Melas Chasma is extended to the east by Coprates Chasma (966 km long), whose bottom averages 5,000 m below baseline while the surrounding plateaus peak locally at nearly 6,000 m south of Ophir Planum. Unlike the western end of Valles Marineris, the terrain in this region is not affected by volcanism, but only by erosion, which cuts into ancient and very clearly visible geological layers.
Ganges Chasma, Capri Chasma et Eos Chasma
The western part of Valles Marineris develops at Aurorae Planum in three parallel canyons: Ganges Chasma (584 km long) in the far north, Capri Chasma (1,275 km long) in the north, and Eos Chasma (1,413 km long) in the south, with the latter two chasmata separated by Capri Mensa (which never reaches baseline) and Eos Mensa (which peaks at just over 2,000 m above sea level) while the former is separated from the other two by Aurorae Planum (which also peaks at about 2,000 m). The bottom of the canyons becomes very chaotic, in particular at the level of Ganges Chaos in the north and Eos Chaos in the south. La partie occidentale de se développe au niveau d’ en trois canyons parallèles : (584 km de long) à l’extrême nord, Capri Chasma (1 275 km de long) au nord et Eos Chasma (1 413 km de long) au sud, ces deux dernières chasmata étant séparées par Capri Mensa (qui n’atteint jamais le niveau de référence) et Eos Mensa (qui culmine à un peu plus de 2 000 m d’altitude) tandis que la première est séparée des deux autres par Aurorae Planum (qui culmine également à environ 2 000 m).

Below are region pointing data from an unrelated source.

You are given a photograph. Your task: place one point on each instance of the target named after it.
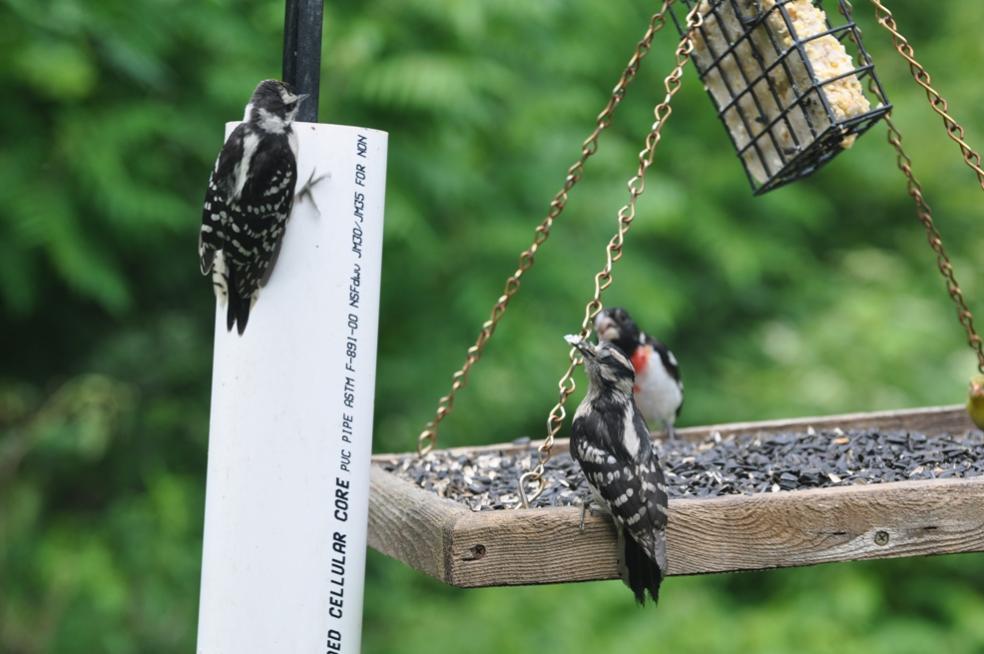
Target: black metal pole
(302, 52)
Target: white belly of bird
(657, 394)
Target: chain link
(923, 211)
(613, 252)
(428, 437)
(939, 104)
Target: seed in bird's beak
(583, 346)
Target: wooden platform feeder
(467, 548)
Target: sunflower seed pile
(753, 463)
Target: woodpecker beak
(584, 347)
(605, 327)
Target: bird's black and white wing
(249, 199)
(216, 209)
(623, 471)
(264, 204)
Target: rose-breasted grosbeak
(658, 390)
(611, 442)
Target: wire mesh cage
(784, 82)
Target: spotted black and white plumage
(249, 199)
(610, 441)
(658, 389)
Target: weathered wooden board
(738, 532)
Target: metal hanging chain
(613, 252)
(428, 437)
(925, 215)
(923, 211)
(936, 101)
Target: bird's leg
(305, 191)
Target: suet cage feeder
(793, 91)
(784, 83)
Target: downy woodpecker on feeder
(610, 441)
(658, 390)
(249, 199)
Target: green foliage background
(821, 297)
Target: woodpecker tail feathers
(639, 572)
(238, 306)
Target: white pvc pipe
(286, 506)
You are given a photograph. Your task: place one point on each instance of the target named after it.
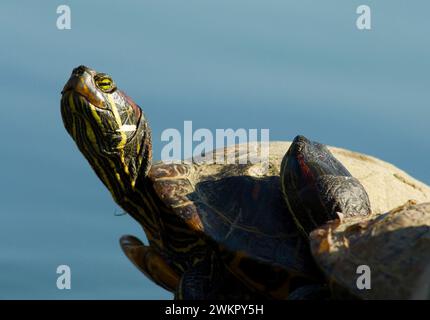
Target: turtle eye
(104, 83)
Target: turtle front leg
(150, 262)
(208, 279)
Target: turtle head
(308, 160)
(108, 127)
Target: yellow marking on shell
(189, 248)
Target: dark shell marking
(243, 218)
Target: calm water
(290, 66)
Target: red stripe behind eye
(306, 172)
(135, 107)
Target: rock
(387, 186)
(392, 248)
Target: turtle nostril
(79, 70)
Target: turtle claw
(150, 262)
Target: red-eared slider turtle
(364, 255)
(213, 229)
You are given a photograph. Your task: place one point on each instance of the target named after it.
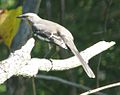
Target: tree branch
(101, 88)
(21, 63)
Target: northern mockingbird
(55, 33)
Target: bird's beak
(22, 16)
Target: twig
(66, 82)
(21, 63)
(101, 88)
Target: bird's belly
(42, 37)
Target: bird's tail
(86, 67)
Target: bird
(55, 33)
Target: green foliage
(8, 4)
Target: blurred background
(90, 21)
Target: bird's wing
(49, 34)
(69, 42)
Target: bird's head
(31, 17)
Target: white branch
(101, 88)
(21, 63)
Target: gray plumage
(55, 33)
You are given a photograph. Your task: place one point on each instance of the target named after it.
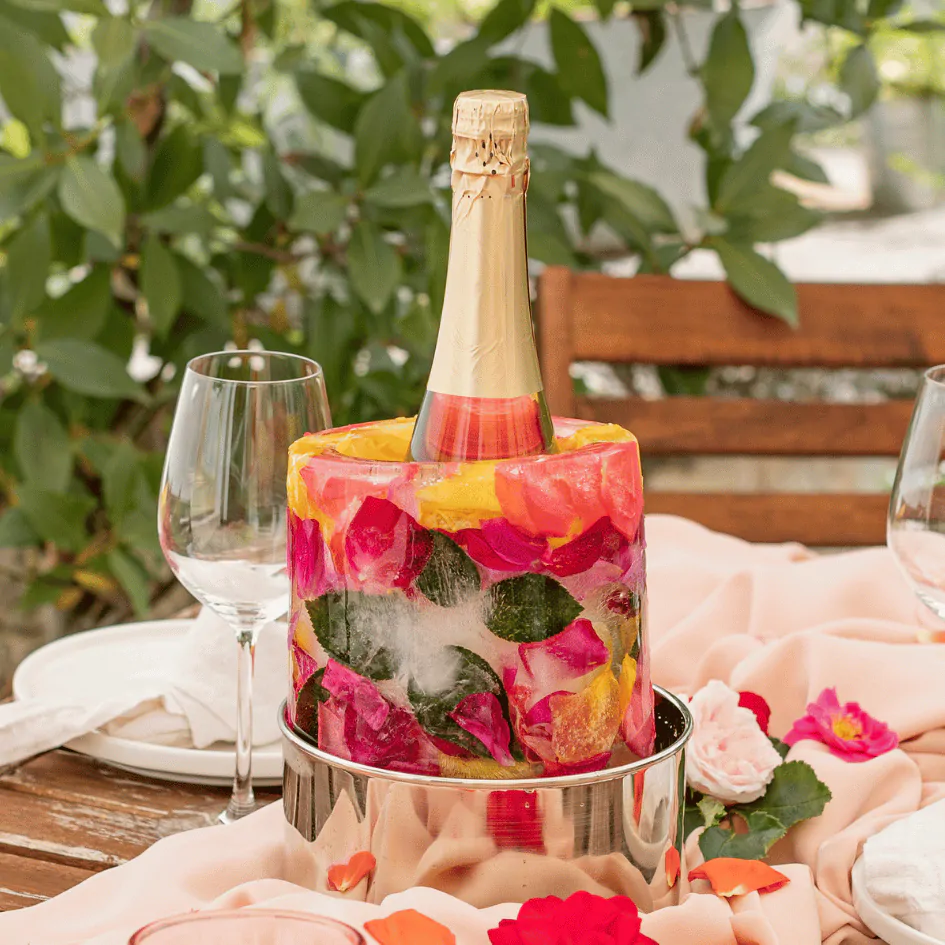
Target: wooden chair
(663, 321)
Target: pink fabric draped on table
(776, 620)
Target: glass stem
(242, 801)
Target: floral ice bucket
(455, 625)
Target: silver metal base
(487, 841)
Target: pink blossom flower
(728, 757)
(481, 715)
(384, 546)
(847, 730)
(308, 559)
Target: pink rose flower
(848, 731)
(729, 757)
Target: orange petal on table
(345, 876)
(672, 866)
(409, 927)
(733, 877)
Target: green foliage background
(239, 180)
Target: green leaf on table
(200, 295)
(42, 448)
(771, 215)
(651, 25)
(29, 82)
(15, 529)
(79, 313)
(319, 211)
(711, 810)
(406, 188)
(373, 266)
(530, 608)
(579, 66)
(640, 200)
(763, 832)
(386, 130)
(178, 162)
(205, 46)
(45, 26)
(472, 674)
(346, 626)
(859, 79)
(28, 257)
(87, 368)
(56, 517)
(728, 72)
(24, 183)
(133, 579)
(311, 695)
(756, 280)
(335, 103)
(794, 794)
(802, 167)
(752, 170)
(505, 18)
(450, 575)
(92, 198)
(160, 284)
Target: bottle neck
(486, 344)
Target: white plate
(76, 664)
(887, 927)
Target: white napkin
(188, 699)
(904, 869)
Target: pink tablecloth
(773, 619)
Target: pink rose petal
(481, 715)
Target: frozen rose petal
(360, 693)
(307, 557)
(573, 652)
(481, 715)
(384, 546)
(345, 876)
(409, 927)
(732, 877)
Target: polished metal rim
(491, 784)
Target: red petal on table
(409, 927)
(751, 700)
(672, 866)
(732, 877)
(345, 876)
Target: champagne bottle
(484, 397)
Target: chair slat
(659, 320)
(835, 520)
(680, 426)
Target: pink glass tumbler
(246, 927)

Le fond des canyons devient très chaotique, notamment au niveau de Ganges Chaos au nord et d’Eos Chaos au sud.
Aurorae Chaos, Hydraotes Chaos et Chryse Chaos
Ganges Chasma, Capri Chasma and Eos Chasma all three lead into Aurorae Chaos, a region extending over some 750 km and particularly chaotic, fed also by three other similar but smaller regions: Aureum Chaos (368 km wide), Arsinoes Chaos (230 km wide) and Pyrrhae Chaos (189 km wide), on the northwestern edge of Margaritifer Terra. These terrains are about 4,500 m below baseline, with Margaritifer being 1,000 to 2,000 m higher. They descend slowly and irregularly at the level of Hydraotes Chaos, where Ravi Vallis emerges from Oxia Chaos, with an elevation locally below 5,000 m below datum.
It is at the level of Chryse Chaos that Valles Marineris opens into the basin of Chryse Planitia, where Simud Valles and Tiu Valles are lost, parallel to which also opens Ares Vallis from Aram Chaos and the east of Margaritifer Terra. Paradoxically, all this region is now at an altitude slightly above 4,000 m below the reference level, that is to say, almost a kilometer above the regions located upstream in the canyons of Valles Marineris. Source : Wikipedia.